CFP is sounding an awful lot like ACTA, the Center for College Affordability, and many others who have been calling for similar measures for some years. CFP's emphasis on finding ways to measure and report learning outcomes is especially resonant.
An aside: I expect to see knee jerk reactions CFP's consumer protection rhetoric. Defenders of the academic status quo have long objected to what they see as a "corporate" mentality infecting higher ed governance, one that devalues the educational enterprise by positioning students as consumers who expect to be served and pleased rather than challenged and educated. And while they have a point--if you've ever taught college, you know the frustrations of dealing with entitled students who think their parents' tuition payments mean that they are your boss and that their A's are pre-paid--they are wrong to use those frustrations to stonewall necessary change. The goal is to empower students to choose their schools wisely and to compel schools to be more student-centered while also enhancing higher ed's educational quality. it's not either/or: it's both/and.
November 1, 2009
--The Nebuly Coat (1903), by the forgotten but fascinating John Meade Falkner. I ran across the name recently when reading around about Charles' Palliser's The Unburied, which is no Quincunx, but which was a pretty fun murder mystery set in a late Victorian cathedral town. One reviewer noted that Palliser is indebted to Falkner's The Nebuly Coat--and I said, "the nebuly what?" Turns out he's one of those great Victorian-Edwardian novelists that no one remembers anymore, a turn-of-the-century thriller-writer who owed a lot to Collins and Trollope, and gave Hardy, Stevenson, and Le Fanu a run for their money. Even more fun: the novel-writing got done in the margins; Falkner's day job was as chief of Britain's biggest munitions factory. Fun fact: one day in 1915, Lady Violet Bonham Carter took a tour of the factory, and engaged its head executive in conversation about books. She urged him to read one book in particular: "I cannot tell you why, because its quality is indescribable," she is said to have said. "It is called The Nebuly Coat." To which he answered, "I wrote it."

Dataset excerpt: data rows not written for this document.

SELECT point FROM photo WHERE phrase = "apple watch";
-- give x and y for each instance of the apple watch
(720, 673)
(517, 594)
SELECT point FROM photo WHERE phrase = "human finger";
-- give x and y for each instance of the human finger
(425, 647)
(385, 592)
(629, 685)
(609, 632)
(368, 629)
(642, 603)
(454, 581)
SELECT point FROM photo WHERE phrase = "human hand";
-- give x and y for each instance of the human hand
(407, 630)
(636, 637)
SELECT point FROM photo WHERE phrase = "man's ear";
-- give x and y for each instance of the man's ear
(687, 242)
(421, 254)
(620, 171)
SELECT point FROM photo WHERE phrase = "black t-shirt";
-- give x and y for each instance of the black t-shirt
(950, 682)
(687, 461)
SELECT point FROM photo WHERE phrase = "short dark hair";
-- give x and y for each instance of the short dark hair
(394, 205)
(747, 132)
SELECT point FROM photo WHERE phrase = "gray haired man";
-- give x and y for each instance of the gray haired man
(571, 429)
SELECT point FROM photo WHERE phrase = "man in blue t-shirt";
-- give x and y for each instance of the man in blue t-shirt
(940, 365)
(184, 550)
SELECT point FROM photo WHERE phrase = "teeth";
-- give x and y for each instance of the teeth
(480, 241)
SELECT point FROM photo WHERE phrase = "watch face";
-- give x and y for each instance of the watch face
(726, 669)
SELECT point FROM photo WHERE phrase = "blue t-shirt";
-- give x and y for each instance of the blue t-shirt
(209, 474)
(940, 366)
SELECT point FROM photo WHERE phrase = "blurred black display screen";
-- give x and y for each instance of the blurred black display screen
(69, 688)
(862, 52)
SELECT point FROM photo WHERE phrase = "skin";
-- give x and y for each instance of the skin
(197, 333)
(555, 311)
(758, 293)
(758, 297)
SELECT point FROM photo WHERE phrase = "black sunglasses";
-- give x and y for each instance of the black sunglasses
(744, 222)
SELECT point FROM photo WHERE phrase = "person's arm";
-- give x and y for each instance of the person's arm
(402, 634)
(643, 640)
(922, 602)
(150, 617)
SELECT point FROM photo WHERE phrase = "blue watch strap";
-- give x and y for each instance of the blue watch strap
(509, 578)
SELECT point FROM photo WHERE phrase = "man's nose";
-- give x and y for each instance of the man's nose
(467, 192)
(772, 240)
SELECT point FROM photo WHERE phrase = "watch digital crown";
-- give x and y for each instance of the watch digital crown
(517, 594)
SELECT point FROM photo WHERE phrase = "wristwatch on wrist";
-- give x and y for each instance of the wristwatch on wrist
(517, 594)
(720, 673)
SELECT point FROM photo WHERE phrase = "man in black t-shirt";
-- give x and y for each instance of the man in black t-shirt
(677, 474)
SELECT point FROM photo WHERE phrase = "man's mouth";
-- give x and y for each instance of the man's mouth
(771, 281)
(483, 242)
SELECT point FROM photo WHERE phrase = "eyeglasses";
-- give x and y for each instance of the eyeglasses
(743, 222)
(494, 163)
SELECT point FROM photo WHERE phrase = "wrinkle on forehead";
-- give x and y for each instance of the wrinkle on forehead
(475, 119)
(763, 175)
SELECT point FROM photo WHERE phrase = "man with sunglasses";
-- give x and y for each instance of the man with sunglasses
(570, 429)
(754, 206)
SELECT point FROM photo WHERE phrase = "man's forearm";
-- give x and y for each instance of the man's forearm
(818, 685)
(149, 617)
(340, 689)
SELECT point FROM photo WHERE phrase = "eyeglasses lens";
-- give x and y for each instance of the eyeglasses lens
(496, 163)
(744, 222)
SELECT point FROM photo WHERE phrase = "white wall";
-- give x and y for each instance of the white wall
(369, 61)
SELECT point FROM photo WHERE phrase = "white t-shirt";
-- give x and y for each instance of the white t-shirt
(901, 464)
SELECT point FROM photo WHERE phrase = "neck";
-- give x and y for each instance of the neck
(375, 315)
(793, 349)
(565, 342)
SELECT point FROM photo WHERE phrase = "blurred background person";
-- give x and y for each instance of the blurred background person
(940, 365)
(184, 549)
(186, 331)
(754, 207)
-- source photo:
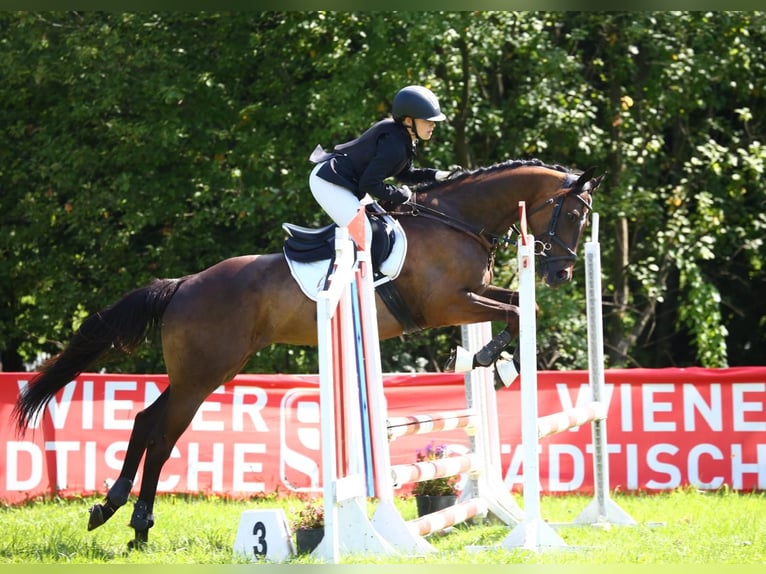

--Michael Slater's massive new biography of Dickens. I've read a bunch of Dickens biographies, and am a huge fan of Peter Ackroyd's doorstop, Dickens. But there are always new things to say -- plus Slater has access to new material. You can never know too much and one of the best ways to get to know someone who is long gone is to get to know the many ways their stories have been told.
--Tim Robinson, Stones of Aran: Pilgrimage. If you are obsessed with the Irish landscape, and have walked it obsessively with minute attention to ordnance maps past and present, and have traced the morphing of place names, Brian Friel-style, from Gaelic to bowdlerized English and, sometimes, back again, and have pulled old accumulated turf up off ruined chapel floors to read the gravestone paving buried below, and have trespassed on farmers' fields because you simply must examine the abandoned stone cottage sitting amid acres of sheep shite, then this is a book for you. Robinson is a cartographer-historian-geographer who has made a minute examination of the landscape of Arainn, the largest of the Aran Islands just off the coast of Galway. Most of my obsessive wanderings and trespassings have taken place in east Donegal--but I spent a perfectly amazing day on Arainn a few years ago, just walking. It's the narrowest, rockiest, unlikeliest little spit of a thing, and it's just amazing how much human history it has. Robinson brings it to life, inch by inch, crag by crag.